Subarray Beam-Space Adaptive Beamforming for a Dynamic Long Towed-Array

Abstract

In the fast time-varying shallow water environment the phone-space adaptive processing using sample-matrix-inversion (SMI) approach outperforms the iterative least-mean-squared (LMS) approach due to its rapid convergence. The SMI approach uses singular-value-decomposition (SVD) to decompose a sample-matrix into a set of spatial eigenvectors and their associated eigenvalues Adaptive beamforming is applied by matching the steering vectors with the spatial eigenvectors weighted by their eigenvalues.
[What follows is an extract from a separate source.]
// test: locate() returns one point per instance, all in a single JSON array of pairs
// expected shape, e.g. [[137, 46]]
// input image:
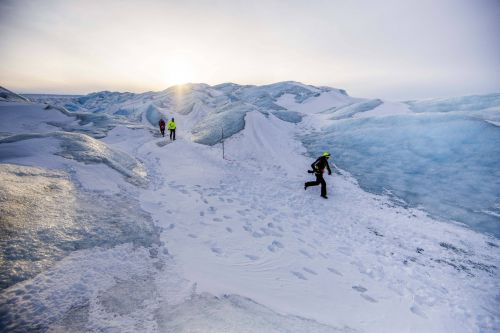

When a long towed-array undergoes significant maneuvering the array shape and/for the target-to-array relative geometry changes rapidly within a processing interval. A signal in the phone-space sample-matrix is split into more than one eigenvector resulting in signal mismatch in the subsequent beamforming. Its power is split into many eigenvalues resulting in signal loss in the processing. In subarray beam-space adaptive beamforming (SABS ABF) a beam-space sample-matrix is formed at each search cell by focusing subarrays to a cell using the dynamically updated array shape at each time step. The SMI adaptive beamforming then is done by decomposing the beam-space sample-matrix and matching the beam-eigenvectors with a unity steering vector. The beam-space sample-matrix has a lower rank than the phone-space sample-matrix so that a stable estimation can be reached with fewer time samples. The dynamic array shape compensation in SABS ABF makes a signal in the beam-space sample- matrix less likely to be split by the SVD. The subsequent processing after the SVD experiences less signal mismatch and signal loss. A dynamic cable model is used to simulate a long towed-array going through turns in a measured shallow water current field. Simulations show that significant signal loss in phone-space SMI processing is recovered in SABS ABF processing.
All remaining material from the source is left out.